For a struct with many fields, this means reading and decoding all leaf columns when semantically zero data is needed — only the struct's null bitmap.

PRs #20822 and #20854 added pushdown support for get_field expressions on struct fields (e.g., s['value'] > 10), but IS NULL / IS NOT NULL on the whole struct was explicitly left unsupported. The test struct_data_structures_prevent_pushdown asserts this rejection.

Describe the solution you'd like

Allow IS NULL and IS NOT NULL on struct columns to be pushed down as row-level filters, reading only a single leaf column instead of all leaves.

In Parquet, definition levels encode nullability at every nesting level independently. When arrow-rs reads even one leaf column, it reconstructs the struct's null bitmap from definition levels. is_not_null() then checks this bitmap, not the leaf's data.

This means we can:

  1. Detect IS NULL(Column(struct)) / IS NOT NULL(Column(struct)) in PushdownChecker::f_down before the Column node is visited
  2. Project only the first leaf column of the struct in the ProjectionMask
  3. Let arrow-rs reconstruct the struct null bitmap from that single leaf's definition levels

Describe alternatives you've considered

  1. Definition-level-only reads: Read only the definition levels of one leaf column without decoding the data values. This would be optimal (~1 bit per row vs 4+ bytes) but requires arrow-rs API changes (ProjectionMask::definition_levels_only() or similar) that don't exist today.
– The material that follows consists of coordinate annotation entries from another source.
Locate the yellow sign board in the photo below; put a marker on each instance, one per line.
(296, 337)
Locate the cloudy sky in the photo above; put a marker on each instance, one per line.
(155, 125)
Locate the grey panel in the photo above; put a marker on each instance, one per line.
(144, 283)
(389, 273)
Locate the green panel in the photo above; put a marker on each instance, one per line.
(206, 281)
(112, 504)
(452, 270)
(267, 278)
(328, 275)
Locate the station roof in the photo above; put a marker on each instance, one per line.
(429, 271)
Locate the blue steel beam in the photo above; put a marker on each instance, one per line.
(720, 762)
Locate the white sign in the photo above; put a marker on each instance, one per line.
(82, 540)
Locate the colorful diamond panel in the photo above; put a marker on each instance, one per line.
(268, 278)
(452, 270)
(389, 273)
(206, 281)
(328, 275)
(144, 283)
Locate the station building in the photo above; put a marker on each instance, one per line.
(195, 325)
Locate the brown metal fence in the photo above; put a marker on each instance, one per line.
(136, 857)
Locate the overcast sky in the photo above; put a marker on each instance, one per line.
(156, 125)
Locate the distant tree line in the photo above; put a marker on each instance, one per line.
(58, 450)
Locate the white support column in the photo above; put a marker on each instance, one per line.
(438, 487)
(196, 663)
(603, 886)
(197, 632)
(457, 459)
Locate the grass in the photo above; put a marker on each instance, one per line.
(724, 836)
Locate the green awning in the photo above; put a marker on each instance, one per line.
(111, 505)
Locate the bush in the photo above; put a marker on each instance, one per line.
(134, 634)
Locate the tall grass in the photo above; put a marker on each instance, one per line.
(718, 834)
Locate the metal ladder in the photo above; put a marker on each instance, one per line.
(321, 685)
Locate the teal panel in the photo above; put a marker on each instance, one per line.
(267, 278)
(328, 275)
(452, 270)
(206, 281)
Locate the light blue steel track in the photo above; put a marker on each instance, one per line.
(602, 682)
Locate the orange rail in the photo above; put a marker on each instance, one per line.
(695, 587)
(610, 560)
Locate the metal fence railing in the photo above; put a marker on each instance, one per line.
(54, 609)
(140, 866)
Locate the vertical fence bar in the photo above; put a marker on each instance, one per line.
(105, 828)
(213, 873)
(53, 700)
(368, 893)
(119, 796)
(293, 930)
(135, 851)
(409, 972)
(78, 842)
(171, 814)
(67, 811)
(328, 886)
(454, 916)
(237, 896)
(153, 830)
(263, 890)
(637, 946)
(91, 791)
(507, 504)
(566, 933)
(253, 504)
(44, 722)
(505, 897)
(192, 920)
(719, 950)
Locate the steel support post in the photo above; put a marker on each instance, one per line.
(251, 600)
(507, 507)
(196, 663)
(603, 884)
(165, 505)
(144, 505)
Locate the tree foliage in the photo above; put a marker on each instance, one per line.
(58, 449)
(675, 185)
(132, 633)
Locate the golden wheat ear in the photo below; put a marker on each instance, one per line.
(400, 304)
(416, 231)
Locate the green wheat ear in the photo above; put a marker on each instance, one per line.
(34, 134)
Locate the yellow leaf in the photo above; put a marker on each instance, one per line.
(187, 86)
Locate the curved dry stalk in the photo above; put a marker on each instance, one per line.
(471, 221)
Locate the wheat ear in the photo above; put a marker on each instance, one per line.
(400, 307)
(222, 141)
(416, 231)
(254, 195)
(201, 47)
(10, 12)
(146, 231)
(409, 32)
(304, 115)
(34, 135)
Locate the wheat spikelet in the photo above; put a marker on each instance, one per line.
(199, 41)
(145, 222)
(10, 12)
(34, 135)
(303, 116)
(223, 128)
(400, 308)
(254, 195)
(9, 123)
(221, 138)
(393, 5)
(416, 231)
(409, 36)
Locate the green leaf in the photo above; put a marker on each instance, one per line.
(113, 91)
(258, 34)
  2. Statistics-based pruning only: Use Parquet row-group null_count statistics to prune entire row groups. However, Parquet statistics are stored only for leaf columns, not struct columns, so struct-level null_count isn't directly available from metadata.

Additional context

Related to the filter pushdown EPIC: #20324
Builds on: #20822 (struct field pushdown) and #20854 (leaf projection refinement)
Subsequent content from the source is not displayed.